My verdict: I felt like a hypocrite, responding unkindly in an attempt to promote kindness. And it didn’t work. Sasha glared at Vivian the entire way to school, as if it was her fault she got into trouble. That night, Viv said she didn’t feel like using the computer, perhaps because her sister couldn’t. The fact that this created the solidarity I was hoping for was of little comfort.
Machiavelli’s principle: It is dangerous to be overly generous.
Most of us don’t say yes to everything our kids want, for their own good and for ours in being able to pay our mortgages.
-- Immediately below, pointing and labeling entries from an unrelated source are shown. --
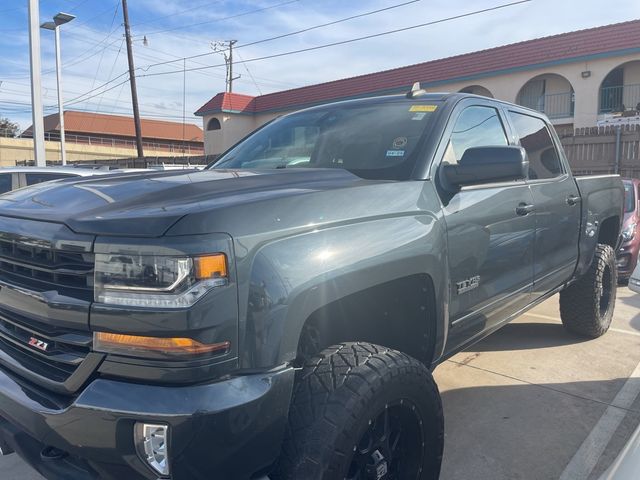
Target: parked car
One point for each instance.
(12, 178)
(281, 311)
(634, 280)
(627, 465)
(627, 256)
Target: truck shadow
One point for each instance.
(526, 336)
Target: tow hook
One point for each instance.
(379, 469)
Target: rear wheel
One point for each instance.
(363, 412)
(586, 307)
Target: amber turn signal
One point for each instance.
(117, 341)
(210, 266)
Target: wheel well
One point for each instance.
(609, 232)
(399, 314)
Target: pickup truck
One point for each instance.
(280, 313)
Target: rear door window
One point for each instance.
(544, 162)
(477, 126)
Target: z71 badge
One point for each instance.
(39, 344)
(468, 284)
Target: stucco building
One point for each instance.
(118, 131)
(576, 78)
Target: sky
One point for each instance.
(94, 60)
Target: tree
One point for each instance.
(8, 128)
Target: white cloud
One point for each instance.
(162, 95)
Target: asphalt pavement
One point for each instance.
(530, 401)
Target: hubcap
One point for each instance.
(391, 448)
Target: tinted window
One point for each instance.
(475, 127)
(372, 141)
(33, 178)
(536, 140)
(5, 182)
(629, 197)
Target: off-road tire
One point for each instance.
(586, 307)
(337, 395)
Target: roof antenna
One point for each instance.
(416, 91)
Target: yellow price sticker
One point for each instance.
(423, 108)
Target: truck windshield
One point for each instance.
(629, 197)
(378, 141)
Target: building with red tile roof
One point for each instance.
(118, 131)
(576, 78)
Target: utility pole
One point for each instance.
(36, 84)
(132, 80)
(230, 66)
(222, 47)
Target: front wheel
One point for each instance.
(363, 412)
(586, 307)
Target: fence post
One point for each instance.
(617, 157)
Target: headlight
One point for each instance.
(157, 281)
(629, 232)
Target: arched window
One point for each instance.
(214, 124)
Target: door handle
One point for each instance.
(573, 200)
(524, 209)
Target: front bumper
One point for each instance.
(229, 429)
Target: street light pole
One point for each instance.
(36, 84)
(59, 19)
(63, 151)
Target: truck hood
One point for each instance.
(148, 204)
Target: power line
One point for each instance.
(257, 10)
(352, 40)
(297, 32)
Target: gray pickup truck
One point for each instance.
(279, 314)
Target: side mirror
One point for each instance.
(486, 165)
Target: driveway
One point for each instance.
(530, 401)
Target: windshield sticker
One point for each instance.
(399, 142)
(423, 108)
(395, 153)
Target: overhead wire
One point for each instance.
(351, 40)
(297, 32)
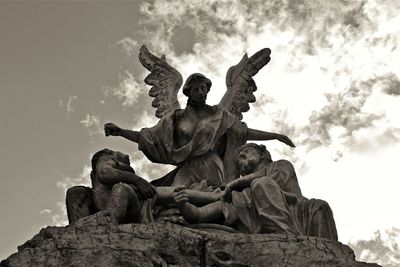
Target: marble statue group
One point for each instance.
(221, 177)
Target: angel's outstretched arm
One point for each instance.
(112, 129)
(253, 134)
(130, 135)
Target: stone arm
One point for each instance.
(124, 167)
(107, 172)
(253, 134)
(208, 213)
(165, 195)
(112, 129)
(245, 182)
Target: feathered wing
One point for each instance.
(240, 84)
(165, 81)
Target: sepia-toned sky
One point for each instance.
(333, 86)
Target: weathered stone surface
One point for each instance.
(98, 241)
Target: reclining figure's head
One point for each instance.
(250, 156)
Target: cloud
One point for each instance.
(127, 90)
(391, 85)
(68, 104)
(92, 124)
(81, 179)
(128, 45)
(44, 211)
(383, 248)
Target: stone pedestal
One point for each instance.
(98, 241)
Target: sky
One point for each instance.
(332, 86)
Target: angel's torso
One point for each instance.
(188, 120)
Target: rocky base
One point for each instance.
(98, 241)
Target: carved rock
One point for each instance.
(99, 241)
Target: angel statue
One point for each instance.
(200, 140)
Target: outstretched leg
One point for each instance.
(124, 204)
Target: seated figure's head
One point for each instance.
(250, 156)
(121, 157)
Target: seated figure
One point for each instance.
(270, 200)
(117, 189)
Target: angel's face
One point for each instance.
(198, 92)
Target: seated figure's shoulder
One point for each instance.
(283, 163)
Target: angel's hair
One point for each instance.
(265, 155)
(193, 78)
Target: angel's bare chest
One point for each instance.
(186, 125)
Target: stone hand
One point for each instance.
(284, 139)
(180, 195)
(112, 129)
(145, 189)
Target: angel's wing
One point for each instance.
(165, 80)
(240, 84)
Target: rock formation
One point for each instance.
(99, 241)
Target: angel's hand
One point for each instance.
(284, 139)
(112, 129)
(181, 196)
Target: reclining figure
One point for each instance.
(270, 200)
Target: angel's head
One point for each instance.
(196, 87)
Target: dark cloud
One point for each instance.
(344, 109)
(382, 248)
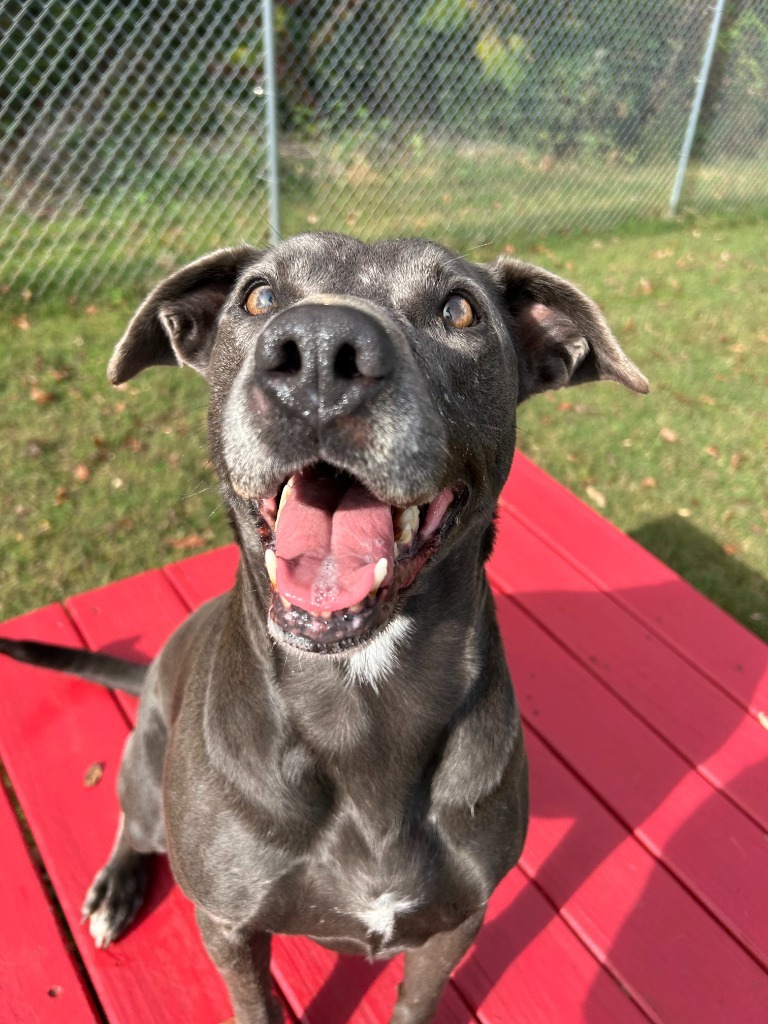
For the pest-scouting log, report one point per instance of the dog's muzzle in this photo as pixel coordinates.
(317, 361)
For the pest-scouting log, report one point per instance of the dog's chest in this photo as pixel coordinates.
(374, 892)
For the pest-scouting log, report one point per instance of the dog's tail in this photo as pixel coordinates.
(113, 673)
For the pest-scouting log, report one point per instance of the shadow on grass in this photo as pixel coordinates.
(696, 557)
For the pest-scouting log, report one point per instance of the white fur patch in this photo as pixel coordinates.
(380, 913)
(100, 927)
(374, 663)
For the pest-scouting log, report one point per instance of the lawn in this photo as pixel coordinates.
(98, 483)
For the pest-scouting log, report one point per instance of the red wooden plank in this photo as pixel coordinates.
(199, 579)
(733, 658)
(509, 974)
(52, 729)
(669, 953)
(716, 735)
(39, 981)
(717, 852)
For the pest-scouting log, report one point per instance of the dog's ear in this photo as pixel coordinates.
(561, 336)
(176, 323)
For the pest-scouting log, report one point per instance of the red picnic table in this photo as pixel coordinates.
(641, 895)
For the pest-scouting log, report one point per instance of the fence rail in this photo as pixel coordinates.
(136, 135)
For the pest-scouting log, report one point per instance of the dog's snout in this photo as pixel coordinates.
(323, 360)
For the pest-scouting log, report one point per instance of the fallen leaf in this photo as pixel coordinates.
(41, 397)
(595, 496)
(186, 543)
(94, 774)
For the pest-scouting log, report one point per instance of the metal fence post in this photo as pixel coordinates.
(690, 132)
(270, 88)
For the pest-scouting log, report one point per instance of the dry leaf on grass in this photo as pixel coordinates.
(595, 496)
(40, 396)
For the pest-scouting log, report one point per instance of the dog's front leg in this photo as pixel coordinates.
(242, 956)
(428, 969)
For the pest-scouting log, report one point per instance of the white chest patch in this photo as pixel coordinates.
(373, 664)
(380, 913)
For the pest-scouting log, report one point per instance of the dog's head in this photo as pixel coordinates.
(363, 406)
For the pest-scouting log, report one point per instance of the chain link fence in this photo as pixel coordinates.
(135, 135)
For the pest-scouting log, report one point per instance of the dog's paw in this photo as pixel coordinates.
(114, 900)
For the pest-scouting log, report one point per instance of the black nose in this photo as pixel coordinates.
(323, 361)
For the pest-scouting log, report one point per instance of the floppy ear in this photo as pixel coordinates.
(560, 335)
(176, 323)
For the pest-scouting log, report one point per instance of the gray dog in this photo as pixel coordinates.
(333, 748)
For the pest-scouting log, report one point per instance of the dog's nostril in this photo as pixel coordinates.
(290, 358)
(345, 365)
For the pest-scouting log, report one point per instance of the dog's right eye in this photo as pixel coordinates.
(260, 300)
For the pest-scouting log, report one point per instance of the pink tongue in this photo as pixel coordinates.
(330, 536)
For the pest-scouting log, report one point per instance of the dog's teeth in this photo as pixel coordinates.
(271, 566)
(284, 497)
(407, 536)
(408, 517)
(379, 573)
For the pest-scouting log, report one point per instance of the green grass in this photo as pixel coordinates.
(687, 304)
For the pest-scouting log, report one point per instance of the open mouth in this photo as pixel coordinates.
(338, 557)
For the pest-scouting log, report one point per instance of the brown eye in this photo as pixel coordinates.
(458, 312)
(260, 300)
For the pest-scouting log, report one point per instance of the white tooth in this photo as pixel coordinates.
(379, 572)
(271, 566)
(407, 535)
(286, 492)
(408, 517)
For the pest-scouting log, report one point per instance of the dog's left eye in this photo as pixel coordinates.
(458, 312)
(260, 300)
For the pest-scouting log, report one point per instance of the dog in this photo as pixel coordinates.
(333, 748)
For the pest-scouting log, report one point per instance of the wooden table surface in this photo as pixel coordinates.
(641, 895)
So I dug a little deeper into what Machiavelli meant by this, and it turns out that in The Prince, he is in favor of “niggardliness,” or stinginess, in favor of “liberality” as a way of controlling the masses and staying solvent.
Since I noticed no uptick in kindness after the milk episode, I tried a different tack. The girls like to stop at a deli near their school for a pastry. I almost always say no, because it’s not healthy and I want to keep that reward in reserve for when I need something in return.
Why, that’s downright Machiavellian, isn’t it? A few days after the milk incident, I offered to take them to the deli if they promised to be extra kind through the following weekend. They eagerly agreed. I pointed out I’d be watching for signs of niceness, and as if on cue, Sasha offered Viv a bite of her treat, and Viv broke off a hunk of her lemon poppy-seed muffin for Sasha. All was well in my principality.
My verdict: Proactive but controlled generosity worked in this case, and my kids responded beautifully. I don’t know what Machiavelli would think, but I suspect I’d get two thumbs up.
Machiavelli’s principle: The prince must be deceitful if it is to his advantage.
Lying to kids is wrong, but I do it every so often, mostly when I want to take “selfish” time away from them, which I usually feel guilty about. So I’ve told my kids that I’m out “doing an errand” or “at a meeting” rather than at the gym. This week, I do the opposite of what Machiavelli might recommend and I’m truthful, in the name of true power over my subjects.
“Girls, you’re staying with Lulu while I go to the gym,” I announce one night after work. Vivian is fine, but Sasha complains that she hasn’t seen me all day. “OK. I’ll come with you,” she proposes. I tell her that would defeat the purpose, and besides, she has homework. Sasha pleads and gets upset, but I’m firm. I leave, feeling like a horrible mom.
When I return home, full of apologies and with a pint of ice cream, Sasha looks up from her book, clearly over her distress. “Thanks for giving me that time to myself,” I said, kissing her on the head. “Sure, mom, whatever,” she says.
My verdict: Self-serving lies might work for a prince but not for a parent. Whatever abandonment Sasha may have felt was long gone, and she was able to handle my leaving to do what I needed to do.
My bottom line on Machiavelli: I find the very premise of The Prince—that you want to acquire and hold “power” so you can “rule”—antithetical to the way I run my household. Every family is different, of course, and perhaps if mine were truly in rebellion, I’d endeavor to be feared first, loved second. But mostly I’m just glad I’m a parent, not a prince.
Stephanie Dolgoff is the author of My Formerly Hot Life: Dispatches from Just the Other Side of Young. She lives in New York City.